EPILOG

Po długim wahaniu postanowiłem zakończyć pracę z prowadzonym od ponad 500-set dni blogiem pt. "Poezja, którą da się czytać". Jak spostrzegliście 7 ostatnich postów zasadniczo odbiegało tematem od wcześniejszych treści, dlatego zostały przeniesione do nowoutworzonego bloga, który będzie poruszał właśnie taką tematykę. Mam nadzieję, że te ważne tematy wciągną was i zachęcą do czytania, i czynnego uczestnictwa w życiu nowego bloga pt. "Tropem dziwactw i bezsensu". Zapraszam. Oto nowy adres pod którym mnie znajdziecie:

http://tropem-dziwactw-i-bezsensu.blogspot.com

środa, 25 marca 2009

Dzień 25

Dzisiaj zdecydowane odstępstwo od normy. Jest godzina 17,32 a ja już się zalogowałem do napisania posta. Z uwagi na zainteresowanie kilku osób moją formą pisania... szczególnie chodzi mi o ostatnie dni podczas, których wpisuję po jednej zwrotce wiersza.

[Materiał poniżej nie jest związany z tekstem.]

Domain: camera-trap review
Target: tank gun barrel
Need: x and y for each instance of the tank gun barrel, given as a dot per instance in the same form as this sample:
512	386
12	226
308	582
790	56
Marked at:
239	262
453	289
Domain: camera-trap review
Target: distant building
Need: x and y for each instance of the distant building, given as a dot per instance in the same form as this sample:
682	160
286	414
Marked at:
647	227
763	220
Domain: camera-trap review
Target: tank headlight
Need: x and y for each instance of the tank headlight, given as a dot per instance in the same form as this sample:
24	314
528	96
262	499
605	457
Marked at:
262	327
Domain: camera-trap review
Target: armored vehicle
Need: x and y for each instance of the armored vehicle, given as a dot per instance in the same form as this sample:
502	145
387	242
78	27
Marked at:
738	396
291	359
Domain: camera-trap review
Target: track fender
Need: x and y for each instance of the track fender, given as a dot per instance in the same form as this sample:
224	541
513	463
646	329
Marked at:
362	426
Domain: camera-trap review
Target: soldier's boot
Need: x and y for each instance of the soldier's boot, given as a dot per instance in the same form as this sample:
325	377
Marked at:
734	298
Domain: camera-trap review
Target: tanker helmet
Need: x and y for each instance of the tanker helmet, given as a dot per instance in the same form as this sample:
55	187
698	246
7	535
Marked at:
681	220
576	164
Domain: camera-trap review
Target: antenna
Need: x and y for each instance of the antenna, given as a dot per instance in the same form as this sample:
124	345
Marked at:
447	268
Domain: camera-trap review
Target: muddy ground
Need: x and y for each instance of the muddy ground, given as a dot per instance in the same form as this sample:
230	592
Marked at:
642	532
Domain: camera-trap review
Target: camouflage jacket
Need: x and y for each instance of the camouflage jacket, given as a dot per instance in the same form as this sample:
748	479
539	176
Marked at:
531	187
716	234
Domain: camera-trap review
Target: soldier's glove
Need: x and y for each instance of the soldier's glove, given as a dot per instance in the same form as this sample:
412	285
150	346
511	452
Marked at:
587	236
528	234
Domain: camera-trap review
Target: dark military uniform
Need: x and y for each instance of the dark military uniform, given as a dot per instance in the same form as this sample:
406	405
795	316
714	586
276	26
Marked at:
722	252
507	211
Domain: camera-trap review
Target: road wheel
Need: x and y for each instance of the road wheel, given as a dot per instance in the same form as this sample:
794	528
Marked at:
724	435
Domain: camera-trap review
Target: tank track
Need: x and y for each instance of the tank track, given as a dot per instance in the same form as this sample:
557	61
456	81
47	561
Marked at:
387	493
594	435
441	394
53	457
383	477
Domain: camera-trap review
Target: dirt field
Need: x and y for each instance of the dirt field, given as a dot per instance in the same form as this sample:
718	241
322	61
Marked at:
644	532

Wymyśliłem sobie maleńką zgadywankę.Zastanawiam sie czy ktoś pokusiłby się na ewentualne napisanie kilku zdań odnośnie zakończenia mojego wiersza... Zdradzę wcześniej, że wiersz został dzisiaj ukończony i składa się na niego dwanaście zwrotek... podpowiedzi mogą być interesujące...

cd.

Czasami huragan cichnie i słabną wściekle ryczące potwory,
Wtedy łapczywie wdycham zmierzwione wiatrem powietrze,
Ale po krótkiej chwili wytchnienia, zrywa się z podwójna siłą,
Szarpie i wyje… wydaje się, że zaraz wszystko w pył zetrze.